Profile at UCSF Cancer Center: http://cancer.ucsf.edu/people/profiles/noworolski_susan.3332
Body Imaging Research Group: http://www.radiology.ucsf.edu/research/labs/prostate-cancer-imaging
Abdominal and Pelvic MRI: http://www.radiology.ucsf.edu/research/labs/abdominal-pelvic-mri
Dr. Noworolski is a Professor of Radiology and Biomedical Imaging and of the Graduate Group in Bioengineering. She is Director of Graduate Studies for the Masters of Science in Biomedical Imaging (MSBI) program at UCSF. Dr. Noworolski’s research focuses on developing magnetic resonance imaging techniques and quantitative analyses to enable robust interpretation of MR measures to characterize the anatomy, physiology, and pathology studied. She has been focused primarily on studying prostate cancer and metabolic health.

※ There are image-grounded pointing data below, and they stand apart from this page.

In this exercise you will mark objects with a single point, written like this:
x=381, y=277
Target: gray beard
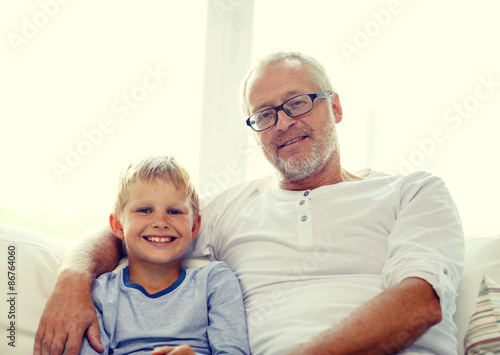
x=298, y=168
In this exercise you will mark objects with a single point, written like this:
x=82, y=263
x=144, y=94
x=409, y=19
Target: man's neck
x=326, y=176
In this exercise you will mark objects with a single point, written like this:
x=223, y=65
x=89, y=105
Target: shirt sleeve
x=87, y=349
x=227, y=329
x=427, y=239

In the prostate cancer area, she has characterized MR signatures of the heterogeneous benign and cancerous tissues of the prostate through correlation of multiparametric MR imaging measures with histopathology of the prostate and has developed quantitative, multiparametric models to generate risk maps of cancer and of aggressive cancer in the prostate. She is currently leveraging these findings to facilitate characterizing the risk for men considering active surveillance of their prostate cancer. Her lab has been automating our tools and transitioning some of our analyses from traditional machine learning approaches to deep learning approaches when appropriate. Through this research, we are initiating translating these resources so they can be used clinically.

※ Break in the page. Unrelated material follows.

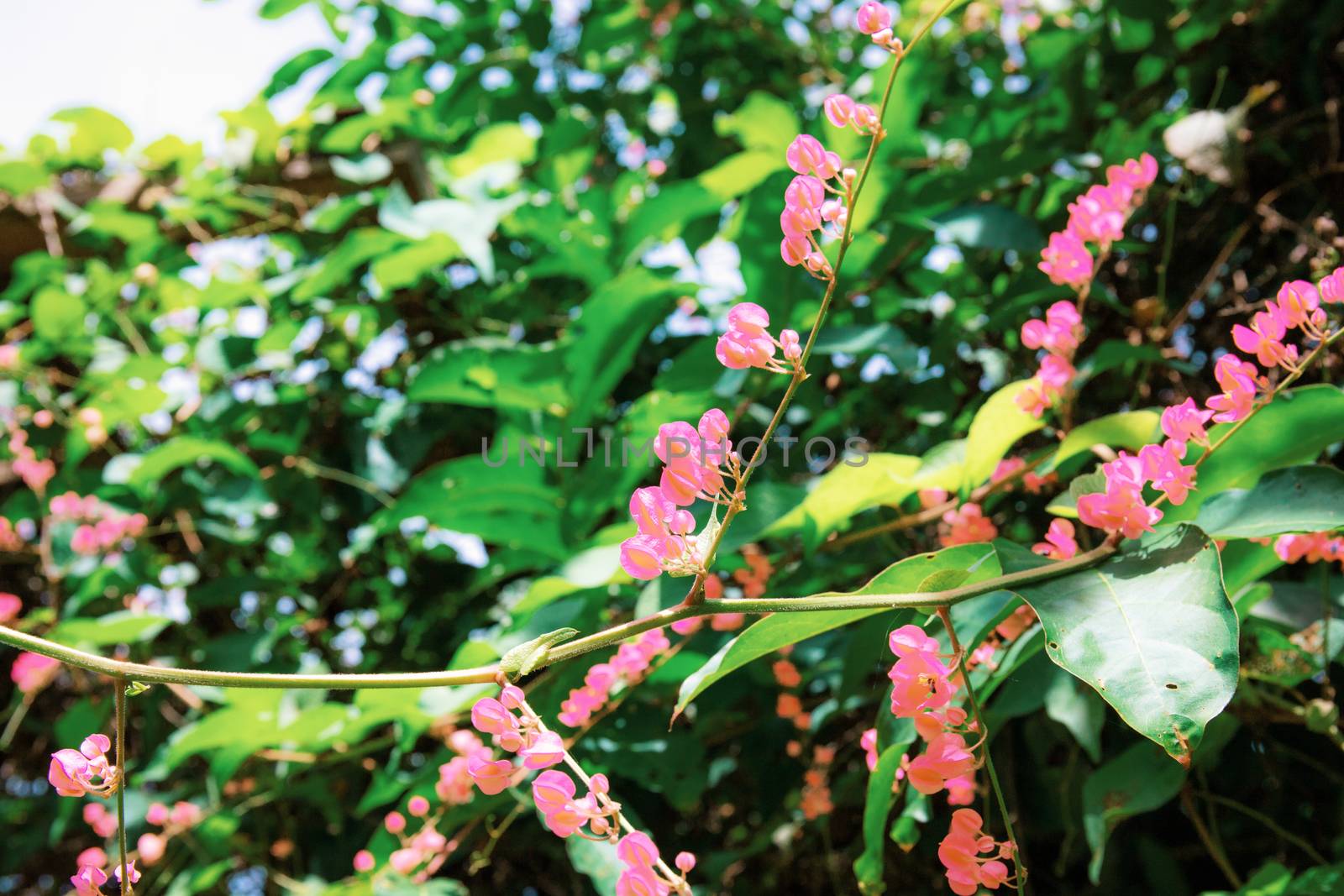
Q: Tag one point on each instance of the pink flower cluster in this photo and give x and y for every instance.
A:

In the metabolic health area, she has extended earlier research covering diagnostic evaluation of fat, inflammation and fibrosis in the liver to characterize disease in individuals with HIV and hepatitis C infection and to assess interventions. With collaborators, she has demonstrated effects of short-term dietary changes on de novo lipogenesis and lipid storage in the livers of normal subjects and subjects, including children, with obesity and/or metabolic syndrome. Through traditional image processing and via convolutional neural network algorithms, her lab has automated the analyses of some of our more established metrics of fatty liver disease. Her lab is pursuing novel imaging techniques to aid in characterizing the effects of sleep apnea on mitochondrial function, in addition to other metabolic syndrome effects, and is studying the role of MR to characterize ectopic fat and fibrosis and their roles in metabolic health and as predictors of Type II diabetes.